Als je kind moeite heeft met veranderingen, kun je overwegen het kinderpotje over te slaan. Gebruik in plaats daarvan het toilet voor volwassenen en een trainingsstoel om routineveranderingen voor je kind tot een minimum te beperken. Enkele hulpmiddelen die uw autistisch kind kunnen helpen zich aan te passen aan de zindelijkheidstraining zijn:
-
Sociale verhalen die een dagelijkse routine beschrijven met plaspauzes of de routine van het gebruik van het potje.
-
Timers om je kind aan te geven dat het tijd is om naar het toilet te gaan.
-
Visuele tijdschema's die uw kind helpen begrijpen hoe zijn dag eruit zal zien met toiletpauzes
Sensorische problemen. Autistische kinderen kunnen sensorische gevoeligheden hebben die worden verergerd door aspecten van de zindelijkheidstraining, zoals de koude badkamervloer, het geluid dat het toilet maakt bij het doortrekken, of het vaak aan- en uittrekken van kleding.
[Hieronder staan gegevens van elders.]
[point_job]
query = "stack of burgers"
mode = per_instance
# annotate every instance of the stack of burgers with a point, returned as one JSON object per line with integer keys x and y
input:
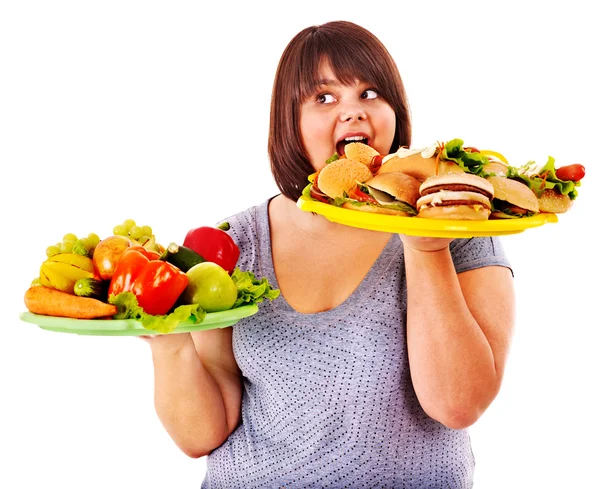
{"x": 443, "y": 181}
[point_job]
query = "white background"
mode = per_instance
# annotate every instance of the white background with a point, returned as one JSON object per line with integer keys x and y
{"x": 158, "y": 111}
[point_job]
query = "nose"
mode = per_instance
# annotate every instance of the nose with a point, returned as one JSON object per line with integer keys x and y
{"x": 352, "y": 113}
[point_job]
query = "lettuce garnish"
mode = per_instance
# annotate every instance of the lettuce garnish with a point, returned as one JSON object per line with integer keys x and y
{"x": 543, "y": 179}
{"x": 470, "y": 162}
{"x": 128, "y": 308}
{"x": 252, "y": 290}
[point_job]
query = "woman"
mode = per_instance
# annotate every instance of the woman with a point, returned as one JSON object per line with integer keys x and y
{"x": 381, "y": 350}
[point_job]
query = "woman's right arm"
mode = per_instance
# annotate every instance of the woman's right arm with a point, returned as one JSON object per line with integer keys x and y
{"x": 197, "y": 388}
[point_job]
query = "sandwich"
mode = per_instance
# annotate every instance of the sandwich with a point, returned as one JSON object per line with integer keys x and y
{"x": 461, "y": 196}
{"x": 337, "y": 178}
{"x": 555, "y": 189}
{"x": 389, "y": 193}
{"x": 512, "y": 199}
{"x": 437, "y": 159}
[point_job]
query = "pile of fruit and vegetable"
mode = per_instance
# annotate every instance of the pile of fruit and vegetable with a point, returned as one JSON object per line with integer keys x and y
{"x": 129, "y": 275}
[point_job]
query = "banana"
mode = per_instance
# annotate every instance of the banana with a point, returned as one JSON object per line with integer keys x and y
{"x": 79, "y": 261}
{"x": 61, "y": 271}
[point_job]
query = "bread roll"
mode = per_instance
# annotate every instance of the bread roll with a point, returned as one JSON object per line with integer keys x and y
{"x": 341, "y": 175}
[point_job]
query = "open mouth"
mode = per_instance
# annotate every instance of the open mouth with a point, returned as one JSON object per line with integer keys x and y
{"x": 341, "y": 145}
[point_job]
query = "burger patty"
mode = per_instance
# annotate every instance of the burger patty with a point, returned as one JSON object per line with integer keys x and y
{"x": 460, "y": 202}
{"x": 456, "y": 187}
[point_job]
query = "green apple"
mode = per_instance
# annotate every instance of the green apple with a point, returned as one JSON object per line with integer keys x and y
{"x": 210, "y": 286}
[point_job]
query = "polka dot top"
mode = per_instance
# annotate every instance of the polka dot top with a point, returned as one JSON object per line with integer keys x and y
{"x": 328, "y": 400}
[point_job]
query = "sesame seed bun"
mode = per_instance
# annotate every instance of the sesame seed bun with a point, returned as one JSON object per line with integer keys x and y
{"x": 461, "y": 196}
{"x": 360, "y": 152}
{"x": 400, "y": 186}
{"x": 417, "y": 166}
{"x": 341, "y": 175}
{"x": 515, "y": 193}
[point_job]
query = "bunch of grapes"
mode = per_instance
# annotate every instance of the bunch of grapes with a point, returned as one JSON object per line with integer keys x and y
{"x": 130, "y": 229}
{"x": 72, "y": 244}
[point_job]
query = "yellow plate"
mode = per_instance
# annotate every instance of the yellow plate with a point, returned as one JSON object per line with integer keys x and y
{"x": 418, "y": 226}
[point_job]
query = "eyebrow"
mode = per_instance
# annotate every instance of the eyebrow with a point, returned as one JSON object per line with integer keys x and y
{"x": 327, "y": 81}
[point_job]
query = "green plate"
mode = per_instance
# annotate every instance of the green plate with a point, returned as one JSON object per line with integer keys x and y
{"x": 130, "y": 327}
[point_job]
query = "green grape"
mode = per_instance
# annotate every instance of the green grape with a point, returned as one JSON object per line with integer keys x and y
{"x": 135, "y": 232}
{"x": 67, "y": 246}
{"x": 53, "y": 250}
{"x": 121, "y": 230}
{"x": 93, "y": 239}
{"x": 128, "y": 223}
{"x": 81, "y": 247}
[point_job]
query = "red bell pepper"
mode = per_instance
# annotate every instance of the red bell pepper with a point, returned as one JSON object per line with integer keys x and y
{"x": 156, "y": 284}
{"x": 215, "y": 245}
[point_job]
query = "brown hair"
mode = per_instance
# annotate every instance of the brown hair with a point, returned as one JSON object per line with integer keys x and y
{"x": 352, "y": 52}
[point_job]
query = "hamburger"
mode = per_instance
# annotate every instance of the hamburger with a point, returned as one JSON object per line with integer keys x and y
{"x": 462, "y": 196}
{"x": 512, "y": 199}
{"x": 335, "y": 179}
{"x": 389, "y": 193}
{"x": 418, "y": 163}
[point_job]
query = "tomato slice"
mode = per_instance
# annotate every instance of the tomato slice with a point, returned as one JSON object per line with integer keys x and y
{"x": 573, "y": 173}
{"x": 375, "y": 164}
{"x": 357, "y": 194}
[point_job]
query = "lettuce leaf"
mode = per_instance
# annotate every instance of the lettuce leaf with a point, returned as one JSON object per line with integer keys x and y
{"x": 468, "y": 161}
{"x": 128, "y": 308}
{"x": 252, "y": 290}
{"x": 545, "y": 178}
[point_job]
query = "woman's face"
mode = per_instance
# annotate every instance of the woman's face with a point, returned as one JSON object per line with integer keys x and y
{"x": 336, "y": 112}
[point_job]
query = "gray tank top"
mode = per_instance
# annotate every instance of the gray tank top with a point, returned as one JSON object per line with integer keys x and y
{"x": 328, "y": 400}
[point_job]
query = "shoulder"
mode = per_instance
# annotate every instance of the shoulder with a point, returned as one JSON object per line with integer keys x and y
{"x": 472, "y": 253}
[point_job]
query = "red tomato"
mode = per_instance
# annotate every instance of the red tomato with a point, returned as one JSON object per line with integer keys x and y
{"x": 376, "y": 163}
{"x": 358, "y": 194}
{"x": 572, "y": 173}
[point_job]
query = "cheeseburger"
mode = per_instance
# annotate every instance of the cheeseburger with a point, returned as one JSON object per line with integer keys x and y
{"x": 512, "y": 199}
{"x": 389, "y": 193}
{"x": 461, "y": 196}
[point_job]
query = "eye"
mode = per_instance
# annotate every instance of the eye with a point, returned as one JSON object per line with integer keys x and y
{"x": 369, "y": 94}
{"x": 325, "y": 98}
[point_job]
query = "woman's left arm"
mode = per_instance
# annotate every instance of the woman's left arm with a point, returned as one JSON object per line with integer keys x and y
{"x": 459, "y": 328}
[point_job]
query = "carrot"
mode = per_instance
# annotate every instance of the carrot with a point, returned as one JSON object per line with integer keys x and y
{"x": 51, "y": 302}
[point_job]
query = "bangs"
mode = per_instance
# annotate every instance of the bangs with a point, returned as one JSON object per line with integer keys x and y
{"x": 349, "y": 59}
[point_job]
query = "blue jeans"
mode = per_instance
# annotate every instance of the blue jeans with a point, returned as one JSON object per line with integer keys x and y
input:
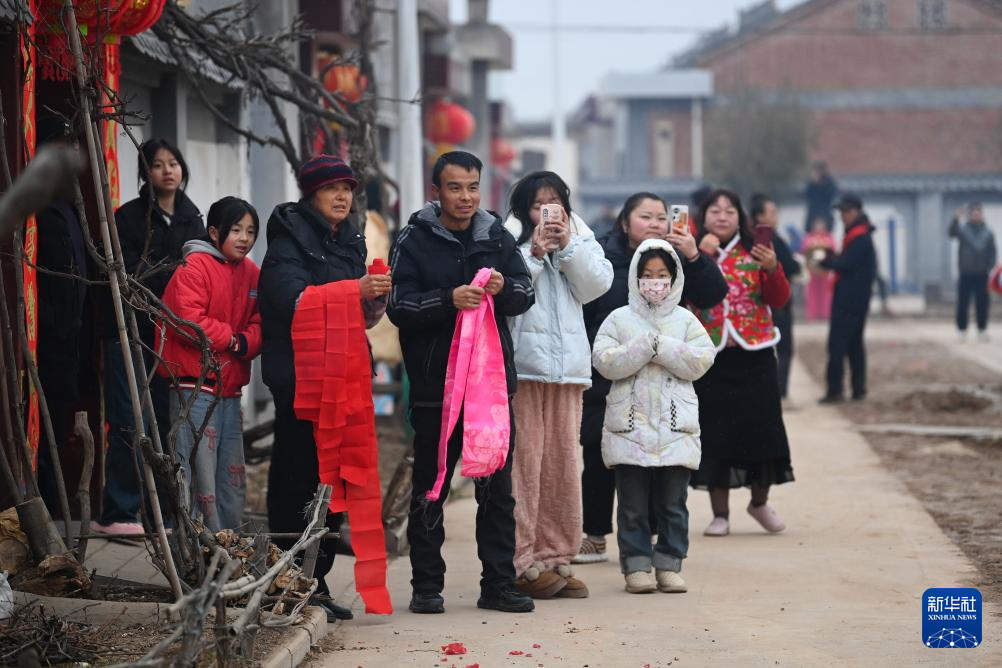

Luister naar uw kind en observeer zijn gedrag om vast te stellen waar hij zich ongemakkelijk bij voelt, en pas het zo mogelijk aan. Sokken of een krukje kunnen bijvoorbeeld helpen voor een kind dat niet van koude badkamertegels houdt, en oorbeschermers kunnen nuttig zijn voor kinderen die gevoelig zijn voor het geluid van het doortrekken van het toilet. Autistische kinderen die op het potje zitten kunnen baat hebben bij zachte, comfortabele kleding zonder knopen of ritsen, zodat ze gemakkelijk aan en uit te trekken zijn.
Maagdarmproblemen. Autistische kinderen hebben meer kans op maag-darmproblemen zoals constipatie en diarree dan allistische kinderen. Soms wordt dit veroorzaakt door selectief eten en soms is er een onderliggend medisch probleem. Als uw autistisch kind vaak GI-problemen heeft, praat dan met uw arts of diëtist over hoe verder te gaan met de zindelijkheidstraining.